Karakoran Bikers in the Hunza mountains.
Camera IconKarakoran Bikers in the Hunza mountains. Credit: Supplied

Riders will have a rougher task once the tour leaves the fine Karakoram’s asphalt to loop around the Astore valley up to the 4100m Deosai National Park, the world’s second-highest plateau after Tibet, where the must-stop is 4142m Sheosar Lake, one of the highest in the world.

The road then tumbles down to Skardu, with its cliff-hanging Kharpocho fort, the Katpana cold desert, and the enigmatic Manthal Buddha Rock — dating back to the 9th century, it’s a vestige of the passage of Buddhism from India to China and predates the arrival of Islam in the region. Pure Pakistan concludes with a final ride back to Gilgit across the new road that makes the once spine-chilling journey along the upper Indus river a much less fearful affair.

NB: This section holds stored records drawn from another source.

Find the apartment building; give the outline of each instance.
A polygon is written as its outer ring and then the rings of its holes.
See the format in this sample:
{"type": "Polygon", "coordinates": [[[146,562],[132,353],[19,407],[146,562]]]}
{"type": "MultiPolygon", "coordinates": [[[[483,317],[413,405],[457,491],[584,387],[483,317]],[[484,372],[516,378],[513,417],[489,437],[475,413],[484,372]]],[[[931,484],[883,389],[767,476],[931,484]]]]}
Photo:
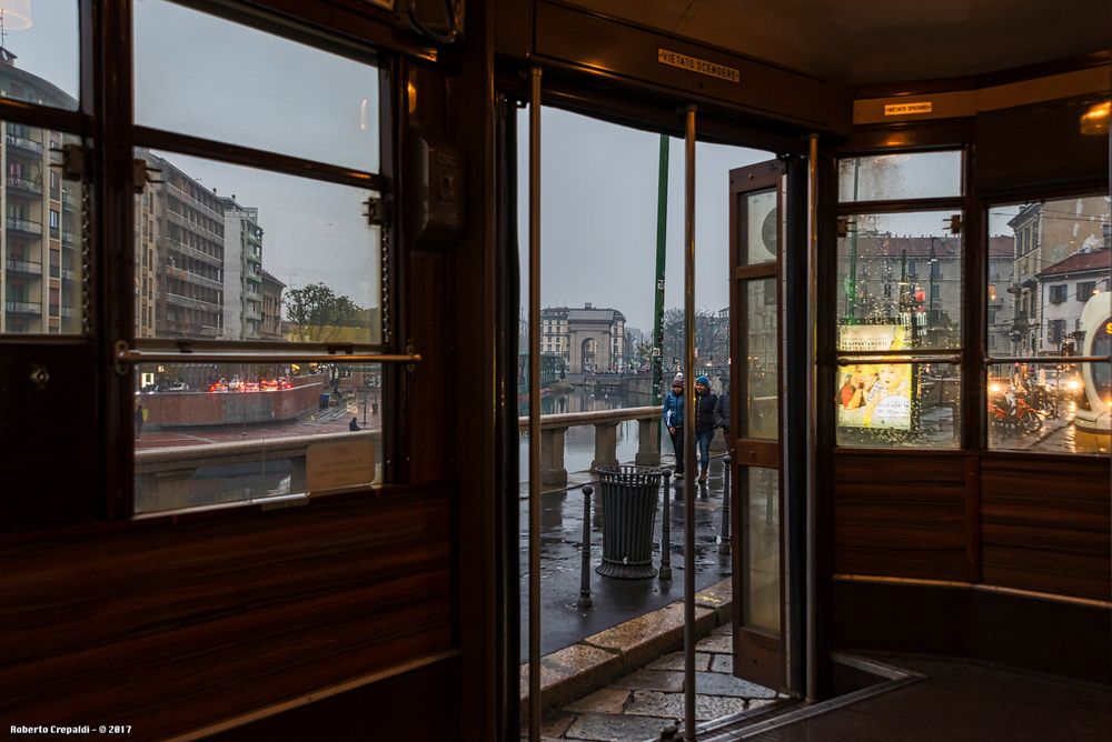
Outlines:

Karakoram Bikers also tailored a new, shortened 14-day version of their classic jaunt, the Indus Shyok adventure ($3670), which runs even when the Deosai National Park is inaccessible due to snow in the winter months. This tour still includes a ride up the Karakoram Highway, but then focuses more on Skardu and the cold desert areas of Shigar and Khaplu right across the border from India’s Ladakh. Bikers ride out to Hushe, closer to the trailheads of the trekking points to the mighty 7821m Masherbrum, and 8611m K2 — the world’s second-highest peak after Everest.

Karakoram Bikers’ tour revenues are heavily reinvested into paying participating local homestays, guides and drivers in a region like Gilgit-Baltistan, where freezing winters grind everything to a halt, and tourism money is a real force for good.

“I would never be able to do the business without the local strong connection,” explains Liz. “Shah and I together somehow have made it all work. And also in Gilgit, without our man Ali it would have been ten times more difficult, or even impossible because Gilgit Baltistan authorities definitely want a local involved and would be suspicious of Punjabis moving in.”